Chinook’s new leader spearheads fight for recognition

LONGVIEW — Every day for the last three months, the Chinook Indian Nation has addressed a letter to President Barack Obama about a subject that tribal chairman Tony Johnson calls “a matter of life or death.”

“I just can’t say it more strongly than that. We have to fix this problem, and we’ve been working on this problem for over 100 years,” he says from tribal headquarters here along the wide mud flats of Willapa Bay.

Johnson, 44, was speaking of the tribe’s long and frustrating effort to win federal recognition, a task he’s led since his election as tribal chairman in June.

Federal recognition would make 2,700 Chinook nation members eligible for a wide range of federal health, education and other benefits and allow to the tribe to establish a reservation. And there are other reasons, which is why Johnson face reddens and his eyes narrow when he talks about the issue.

The tribe briefly gained recognition in 2001, but the administration of George W. Bush revoked it shortly afterward. In Johnson’s view, the tribe has been robbed of its rights to fish and hunt in its native land. He laments the fact that his five children don’t know how to fish, and he remembers tribal elders having to forfeit their fishing cards decades ago.

“This is stuff happening in our own lifetimes. I’m not an old man and yet in my lifetime our rights to fish here were taken away as Indians,” said Johnson, of Raymond.
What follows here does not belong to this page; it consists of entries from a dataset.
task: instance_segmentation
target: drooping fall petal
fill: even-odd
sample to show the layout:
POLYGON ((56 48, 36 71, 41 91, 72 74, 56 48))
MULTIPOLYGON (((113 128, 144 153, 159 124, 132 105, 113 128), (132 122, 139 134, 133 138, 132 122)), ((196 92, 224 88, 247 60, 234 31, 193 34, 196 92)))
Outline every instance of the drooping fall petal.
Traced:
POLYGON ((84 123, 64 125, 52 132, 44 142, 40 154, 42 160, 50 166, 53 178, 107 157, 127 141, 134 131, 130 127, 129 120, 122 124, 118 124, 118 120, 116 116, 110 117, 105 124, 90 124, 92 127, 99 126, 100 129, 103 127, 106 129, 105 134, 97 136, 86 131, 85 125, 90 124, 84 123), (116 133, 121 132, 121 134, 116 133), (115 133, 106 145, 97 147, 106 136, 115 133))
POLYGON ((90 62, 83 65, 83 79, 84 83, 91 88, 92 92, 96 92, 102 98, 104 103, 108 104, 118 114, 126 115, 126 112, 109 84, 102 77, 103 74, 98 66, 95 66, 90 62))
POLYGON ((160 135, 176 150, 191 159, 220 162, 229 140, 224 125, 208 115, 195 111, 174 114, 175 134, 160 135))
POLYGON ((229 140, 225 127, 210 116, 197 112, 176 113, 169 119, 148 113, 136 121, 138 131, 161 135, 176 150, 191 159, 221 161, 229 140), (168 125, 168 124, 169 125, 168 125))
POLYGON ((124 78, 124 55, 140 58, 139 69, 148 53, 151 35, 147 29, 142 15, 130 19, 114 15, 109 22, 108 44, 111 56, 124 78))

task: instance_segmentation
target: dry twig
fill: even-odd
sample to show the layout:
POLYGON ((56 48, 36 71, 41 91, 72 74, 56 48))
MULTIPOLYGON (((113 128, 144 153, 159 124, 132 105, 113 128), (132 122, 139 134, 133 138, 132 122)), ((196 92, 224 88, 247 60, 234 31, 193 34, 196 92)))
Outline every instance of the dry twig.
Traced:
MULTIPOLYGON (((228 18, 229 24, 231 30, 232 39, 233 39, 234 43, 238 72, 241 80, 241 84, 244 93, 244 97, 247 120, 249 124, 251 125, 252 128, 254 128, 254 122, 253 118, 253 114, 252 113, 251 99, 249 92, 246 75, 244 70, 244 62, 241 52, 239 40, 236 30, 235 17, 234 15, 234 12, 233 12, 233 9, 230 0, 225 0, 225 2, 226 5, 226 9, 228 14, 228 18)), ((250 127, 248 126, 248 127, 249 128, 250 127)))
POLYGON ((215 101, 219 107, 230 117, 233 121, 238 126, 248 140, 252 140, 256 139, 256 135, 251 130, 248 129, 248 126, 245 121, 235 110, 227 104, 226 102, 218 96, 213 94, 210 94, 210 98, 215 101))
Before European settlement of the region, the Chinook occupied the Southwest Washington Coast and villages up the Columbia River.

The U.S. Bureau of Indian Affairs always recognized that there was a Chinook Tribe when Captain Robert Gray sailed into the Columbia River in 1792 and when Lewis and Clark reached the Pacific Ocean in 1805. But the bureau originally concluded that the Chinook dispersed in the 19th Century and ceased to function as a political entity after 1855, when the U.S. government failed to get the tribe to sign a treaty, and broke up as a social group after 1880.

In addition to opposition from the BIA, the Chinook have been opposed by other tribes, particularly the Quinault, who were instrumental in overturning the short-lived 2001 recognition.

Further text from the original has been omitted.